Sixth House: 9 to 5. The title of the move itself is a 6th house theme--boring day to day work, clocking in and clocking out. Though the film has feminist themes that are far broader than the 6th, the impetus for the characters' disillusion and plot to kill their boss comes from office life--having a slave-driving and misogynistic boss and feeling unfulfilled. I also thought of Office Space and The Devil Wears Prada, where the work environment played heavily in the plot.

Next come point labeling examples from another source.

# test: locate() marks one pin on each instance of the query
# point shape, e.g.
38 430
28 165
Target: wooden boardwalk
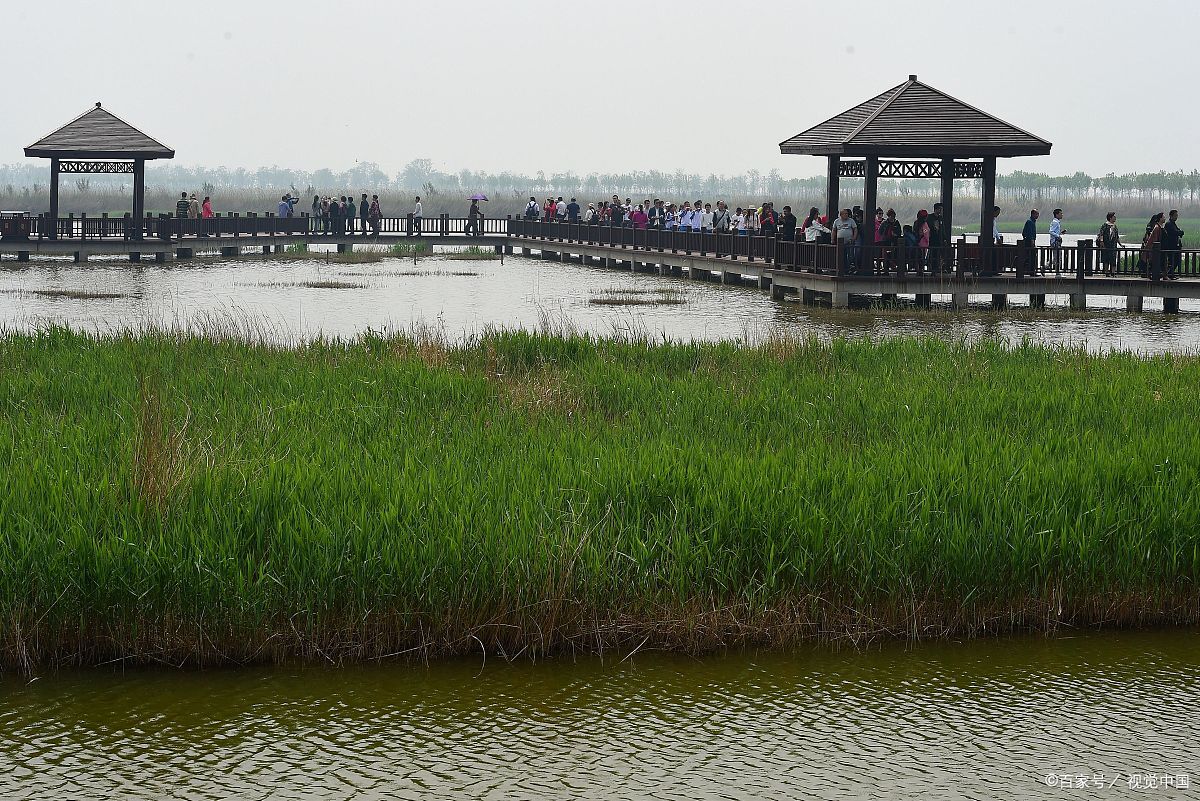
821 272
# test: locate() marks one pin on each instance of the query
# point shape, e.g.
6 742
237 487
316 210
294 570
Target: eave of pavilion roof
915 120
99 133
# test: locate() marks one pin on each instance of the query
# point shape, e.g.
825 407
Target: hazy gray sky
702 86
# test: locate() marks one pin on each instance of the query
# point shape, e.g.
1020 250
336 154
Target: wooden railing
84 228
963 258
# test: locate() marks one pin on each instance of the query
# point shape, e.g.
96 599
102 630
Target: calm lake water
468 296
983 720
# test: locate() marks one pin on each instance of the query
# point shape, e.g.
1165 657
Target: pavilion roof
915 120
99 133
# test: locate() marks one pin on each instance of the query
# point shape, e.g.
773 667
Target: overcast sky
599 86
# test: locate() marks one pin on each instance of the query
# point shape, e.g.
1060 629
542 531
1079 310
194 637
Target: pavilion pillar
833 188
54 198
947 202
987 244
139 196
870 200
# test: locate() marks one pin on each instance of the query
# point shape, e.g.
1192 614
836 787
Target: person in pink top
921 230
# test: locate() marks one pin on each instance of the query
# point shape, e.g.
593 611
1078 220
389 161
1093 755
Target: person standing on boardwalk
375 215
1173 242
654 214
768 223
846 230
1056 232
329 206
473 216
814 228
721 217
616 212
787 224
1151 256
921 230
888 239
1030 242
750 217
935 239
1108 241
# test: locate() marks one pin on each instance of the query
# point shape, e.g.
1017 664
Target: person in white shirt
685 217
721 217
846 232
415 230
814 230
1056 232
751 222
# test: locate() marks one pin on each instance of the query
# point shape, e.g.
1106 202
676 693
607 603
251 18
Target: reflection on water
982 720
468 296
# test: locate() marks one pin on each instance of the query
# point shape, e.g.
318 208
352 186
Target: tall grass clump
197 499
408 250
474 253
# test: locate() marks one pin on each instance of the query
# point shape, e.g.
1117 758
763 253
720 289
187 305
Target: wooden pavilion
916 131
99 142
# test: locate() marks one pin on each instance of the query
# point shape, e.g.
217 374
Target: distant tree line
25 187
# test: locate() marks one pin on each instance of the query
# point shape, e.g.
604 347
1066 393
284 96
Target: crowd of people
916 246
913 246
190 208
340 215
1159 254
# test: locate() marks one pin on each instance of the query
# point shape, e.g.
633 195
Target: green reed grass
408 250
193 499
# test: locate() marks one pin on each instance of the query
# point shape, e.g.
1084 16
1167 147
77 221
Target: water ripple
943 721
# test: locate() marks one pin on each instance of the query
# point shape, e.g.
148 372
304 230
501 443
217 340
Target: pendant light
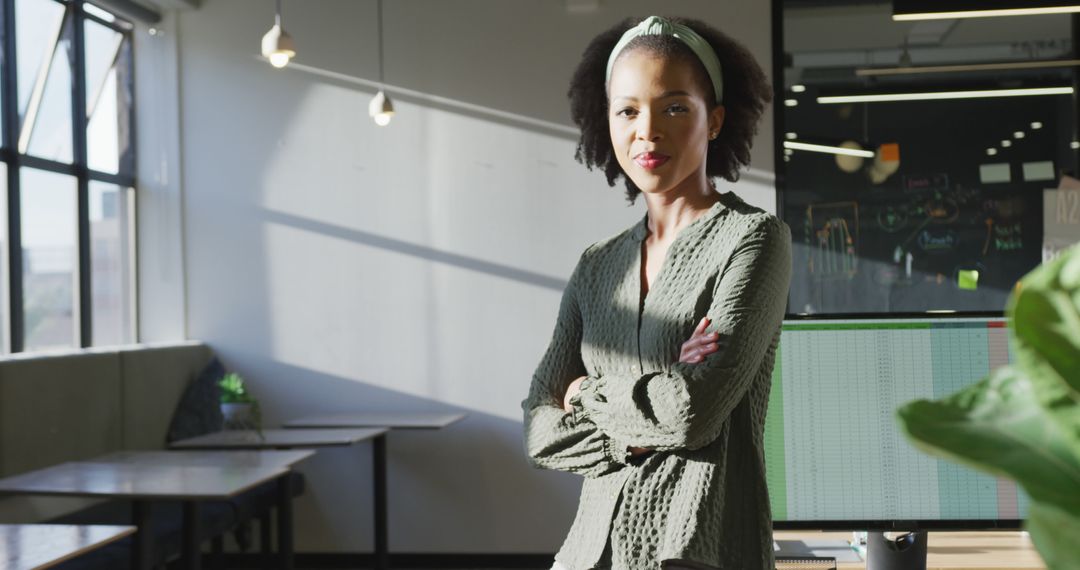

Seventh House: Like the first house, a seventh house film feels ubiquitous and hard to pin. Relationships to other people is the underpinning, for example, of every romantic comedy. For this house I searched for films told through second person narrative with an omnipresent narrator, and landed upon the film Life Itself, where we get to know the characters not through their own words, but through the words and perspective of an onlooker. This is a seventh house theme, where our lives can be distilled through the perspective of another, or an objective counter-person. The film itself (pun intended) is about the intricate web of coincidental relationships formed to other people over generations as a result of a tragic accident.

Eight House: Now You See Me. Illusions, magic tricks, and diversions are an 8th house theme to me because it replies upon keeping people in the dark, unable to know how or why things happen. There can be a line drawn from this to the occult, which is a famous 8th house theme. In this film, magicians use their savvy and mystique to redirect money--out of the bank accounts of corrupt rich people, and into the hands of people in their audience. (Also: The Prestige).

Ninth House: Harry Potter, as explained above.

Tenth House: The Founder. Any movie about building a massive empire carries with it the aspirational themes of the 10th house. Of course there are smaller ways we accomplish 10th house things, but they aren't movie material! This movie is about how Ray Kroc built up what we know now as the omnipresent McDonald's chain because of his franchising idea and emphasis on efficiency. He moved from struggling salesman to billionaire.

Eleventh House: The Social Network. This one is fairly obvious! It is about the creation of Facebook, and touches upon the inception of a company that connects people worldwide. Ok, Camille, this is lazy--I hear you thinking it. Milk, the story of openly gay politician Harvey Milk who was a springboard for gay rights and helped San Francisco turn into the LGBTQ+ mecca it became. Stories of social movements, politicians, campaigning, and human rights belong to the 11th house, or where we go to make changes in and simply participate as members of the human community, be it a city or the world at large.

Twelfth House: Inception. This movie famously blurred the lines between what is dream and what is reality, and explored the human subconscious and how it motivates decision making. It also had themes of extradition, or moving to a foreign land to avoid arrest, themes of loss and suicide, and visually portrayed how the human mind collects memories and trauma.

What do you think? Of course many of these films can fit elsewhere, as can other unmentioned films fit here as well.